Intro: (Binary Classification)
Logistic Regression is a Machine Learning classification algorithm that is used to predict the probability of the dependent variable. In logistic regression, the dependent variable is a binary value of either 1 or 0.
Intro: (Multi-Class)
Multi-class logistic regression consist of more two different classes. There are three methods that can be used for multi-class classification:
- *1 vs. All: separates one class at a time by binary classification.
Disadvantages: many ways to divide, hence it can result in different labels when starting from different groups.
- 1 vs. 1: separate each possible pairs of classes and uses a “vote” to decide the predicted labels.

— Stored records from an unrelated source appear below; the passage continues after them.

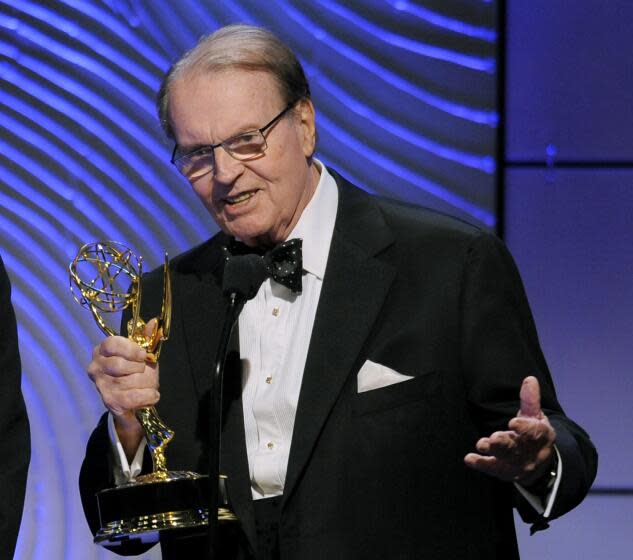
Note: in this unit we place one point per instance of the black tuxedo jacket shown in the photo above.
(378, 474)
(15, 442)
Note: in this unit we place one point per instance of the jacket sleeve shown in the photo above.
(15, 442)
(500, 348)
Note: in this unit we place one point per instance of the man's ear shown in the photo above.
(307, 126)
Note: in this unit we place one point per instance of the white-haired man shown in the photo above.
(397, 405)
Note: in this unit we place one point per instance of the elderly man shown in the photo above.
(396, 404)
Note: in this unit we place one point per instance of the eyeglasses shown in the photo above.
(243, 147)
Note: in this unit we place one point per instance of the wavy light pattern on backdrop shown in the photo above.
(405, 96)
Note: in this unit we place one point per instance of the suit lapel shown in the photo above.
(204, 307)
(355, 285)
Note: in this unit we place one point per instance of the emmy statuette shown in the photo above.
(162, 500)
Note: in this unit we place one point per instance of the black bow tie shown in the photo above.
(284, 263)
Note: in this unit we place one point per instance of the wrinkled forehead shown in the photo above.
(211, 106)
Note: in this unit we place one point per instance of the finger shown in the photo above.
(502, 444)
(490, 465)
(115, 366)
(146, 379)
(532, 427)
(123, 347)
(150, 326)
(122, 402)
(530, 396)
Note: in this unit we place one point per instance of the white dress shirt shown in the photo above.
(275, 329)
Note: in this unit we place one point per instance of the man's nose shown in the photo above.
(227, 168)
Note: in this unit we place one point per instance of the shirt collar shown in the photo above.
(316, 224)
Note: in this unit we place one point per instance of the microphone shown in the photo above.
(243, 276)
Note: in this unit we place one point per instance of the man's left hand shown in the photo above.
(525, 451)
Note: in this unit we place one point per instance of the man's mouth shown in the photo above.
(240, 198)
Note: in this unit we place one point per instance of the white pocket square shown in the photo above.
(374, 376)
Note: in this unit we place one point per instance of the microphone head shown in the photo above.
(243, 275)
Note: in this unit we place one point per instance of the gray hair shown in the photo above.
(242, 47)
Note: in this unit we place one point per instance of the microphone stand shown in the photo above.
(215, 424)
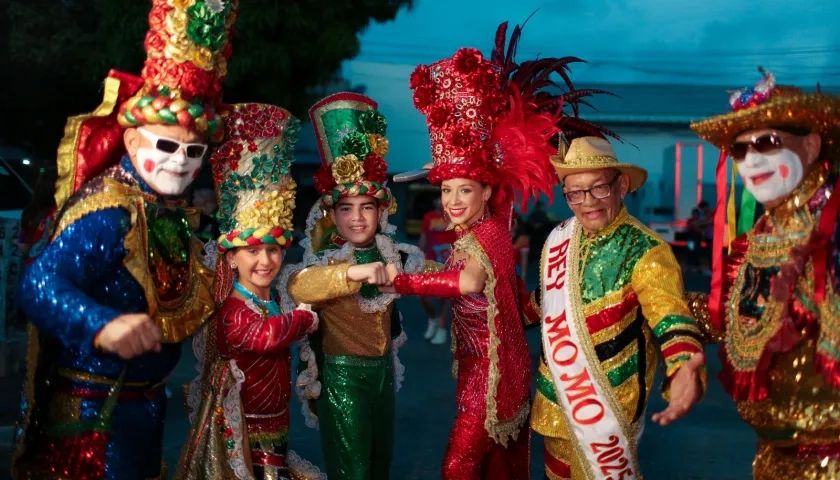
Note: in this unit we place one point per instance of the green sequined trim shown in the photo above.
(354, 361)
(620, 374)
(669, 321)
(608, 261)
(546, 387)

- L-class determinants: L number of linear functions are considered.
Dataset
We will use the pre-existing IRIS data set from the sklearn package. The iris data set consists of 150 data points, each point a 4 dimensional vector. For more info
We can load up the data usig the following command:
import numpy as np
from sklearn import datasets
iris = datasets.load_iris()
The class label (iris.target) for the data set is 0, 1, 2 (which signifies whether it classifies as either Iris setosa, Iris virginica, or Iris versicolor). Hence, we need to reformulate the class labels 0,1,2 in iris.target to (1,0,0), (0,1,0), (0,0,1) as following:
Y_old = iris.target # original class labels of 0,1,2
Y_new=np.zeros([len(Y_old),3]) # store new labels
for i in range(len(Y_old)):
if Y_old[i]==0:
Y_new[i,:]=[1,0,0]
elif Y_old[i]==1:
Y_new[i,:]=[0,1,0]
else:
Y_new[i,:]=[0,0,1]